Mireille has had her films selected and screened at various festivals both nationally and internationally, including Richmond International Film Festival, Denver Underground Film Festival, ULTRACinema, and the Cardiff International Film Festival. Mireille has also designed audio-visual installations at the G Biennale and at the DEMINA Laboratorio de Artes. She was awarded the Kathryn Stephens Virginia Filmmaker Award in 2019.
Mireille additionally works on sound design/audio mixing and post-production work for other filmmakers in addition to her own work, having worked on feature length documentaries to experimental shorts. She is currently working on an experimental documentary inspired by the theories of Hito Steyerl and Walter Benjamin.
Previously, Mireille taught at Virginia Commonwealth University and University of Richmond. She is originally from Wetzikon, Switzerland and received her MFA in Photography + Film from Virginia Commonwealth University and her BA in Film & Media Studies from Johns Hopkins University.
Brad Rappa is an Associate Professor in the Department of Media Arts, Sciences, and Studies in the Roy H. Park School of Communications at Ithaca College. He is an award-winning filmmaker With a background in painting, photography, documentary, and experimental media.
Shot in Iceland, Mongolia, and the United States, Rappa’s three most recent films, Losing Ground (2015), Fall (2016), and Anthropocene (2017), address climate change from global and local perspectives to investigate global consumer culture and the challenges of living in harmony with the natural environment.
His films have screened internationally at festivals such as the Ann Arbor Film Festival, Athens International Film and Video Festival, Telluride Film Festival, Black Maria Film and Video Festival, Tel Aviv International Film Festival, and the Toronto International Film Festival. His films were awarded Best of Fest at the Arizona International Film Festival, and Best Minnesota Made Documentary at the Minneapolis St. Paul International Film Festival. His work has also received funding from the New York State Council for the Arts.

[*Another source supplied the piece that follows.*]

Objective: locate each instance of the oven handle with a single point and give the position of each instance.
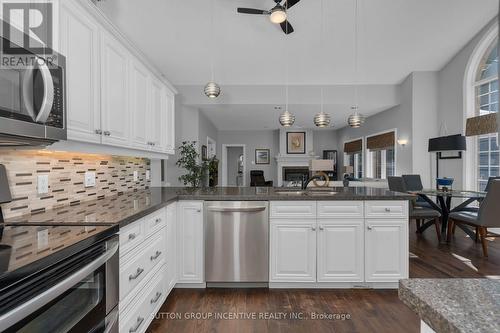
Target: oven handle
(16, 315)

He is currently working on the final film in a three-part series entitled Mindful Hypocrisy, a playful commentary on the economic, environmental, and social costs of destructive behaviors that contribute to our rapidly diminishing biosphere .
Devan Rosen (Ph.D., Cornell University) is Professor of Emerging Media in the Roy H. Park School of Communications at Ithaca College. His research focuses on the social uses of new media, social network analysis, and distributed socio-technical systems. He has developed social and semantic network-analytic theories and methods for the analysis of dynamic social networks in online environments. His research on decentralized self-organizing systems, Flock Theory, has been featured as the basis for several episodes of the hit CBS show Numb3rs.